Gegeven is de kwadratische functie `f` met `f(x)=x^2+8 x-20` .
Schrijf het functievoorschrift in een zodanige vorm dat je de top van de grafiek kunt aflezen.
Je kunt nu op drie manieren de nulpunten van de grafiek van `f` berekenen. Doe dit eerst door het functievoorschrift dat je bij a hebt gevonden te gebruiken.
Bereken de nulpunten ook met behulp van de abc-formule.
Ten slotte kun je gebruikmaken van ontbinden in factoren.
Bereken de nulpunten nog eens op deze manier.

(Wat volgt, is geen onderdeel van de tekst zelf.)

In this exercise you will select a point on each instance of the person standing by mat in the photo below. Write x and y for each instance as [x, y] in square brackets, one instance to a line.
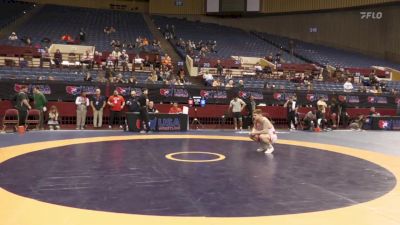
[144, 115]
[237, 105]
[263, 132]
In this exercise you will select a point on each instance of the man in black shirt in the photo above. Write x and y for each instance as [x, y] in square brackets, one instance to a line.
[220, 68]
[250, 106]
[98, 103]
[344, 117]
[150, 108]
[144, 115]
[132, 102]
[291, 106]
[22, 105]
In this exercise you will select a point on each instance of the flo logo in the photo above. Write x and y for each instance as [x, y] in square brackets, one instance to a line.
[378, 100]
[247, 94]
[45, 89]
[371, 15]
[349, 99]
[282, 96]
[166, 92]
[210, 94]
[384, 124]
[315, 97]
[77, 90]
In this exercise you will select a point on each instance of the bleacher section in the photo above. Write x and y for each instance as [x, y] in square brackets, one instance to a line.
[7, 73]
[230, 41]
[11, 10]
[323, 55]
[55, 21]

Los de vergelijkingen algebraïsch op. Rond waar nodig af op twee decimalen.
`x^2-3 x-13 =0`
`1/3x^2+10 x+1 =0`
`2 x^2-5 x=x`
`2 x^2-12 x=text(-)18`
`x^2-5 x+10 = 0`
`x(x-1 )=12`
`5 -1/3x^2=1`
`x-5 x^2=3`
Gegeven is de functie `f(x)=x^2+kx+5` , waarin `k` een nog onbekende constante is.
Voor welke waarde van `k` gaat de grafiek van `f` door het punt `(2, 7)` ?
Voor welke waarde(n) van `k` ligt de top van de parabool op de `y` -as?
Voor welke `k` ligt de top van de parabool op de `x` -as?
Voor welke waarden van `k` ligt de top van de grafiek van `f` op de lijn `y=4` ?
De grafiek van de kwadratische functie `f(x)=ax^2+bx+c` gaat door de punten `P(0, 3)` , `Q(2, 7)` en `R(4, 12)` .
Van welke constante `a` , `b` , of `c` weet je nu direct de waarde?
Stel het functievoorschrift van `f` op.
De lijn `y=p` snijdt de kwadratische functie in één punt. Bereken de waarde van `p` .
Gegeven zijn de functies `f` en `g` met `f(x)=px^2+6 x+2p` en `g(x)=6 -x` .
Neem `p=2` en bereken de nulpunten en de top van de grafiek van `f` .
Voor welke exacte waarden van `p` heeft de grafiek van `f` precies één punt met de `x` -as gemeen?
Hoe vaak snijdt de grafiek van `f` de `x` -as als `p=3` ?
Hoe vaak snijdt de grafiek van `f` de `x` -as als `p=5` ?
Voor welke exacte waarden van `p` hebben de grafieken van `f` en `g` precies één snijpunt? Rond af op twee decimalen.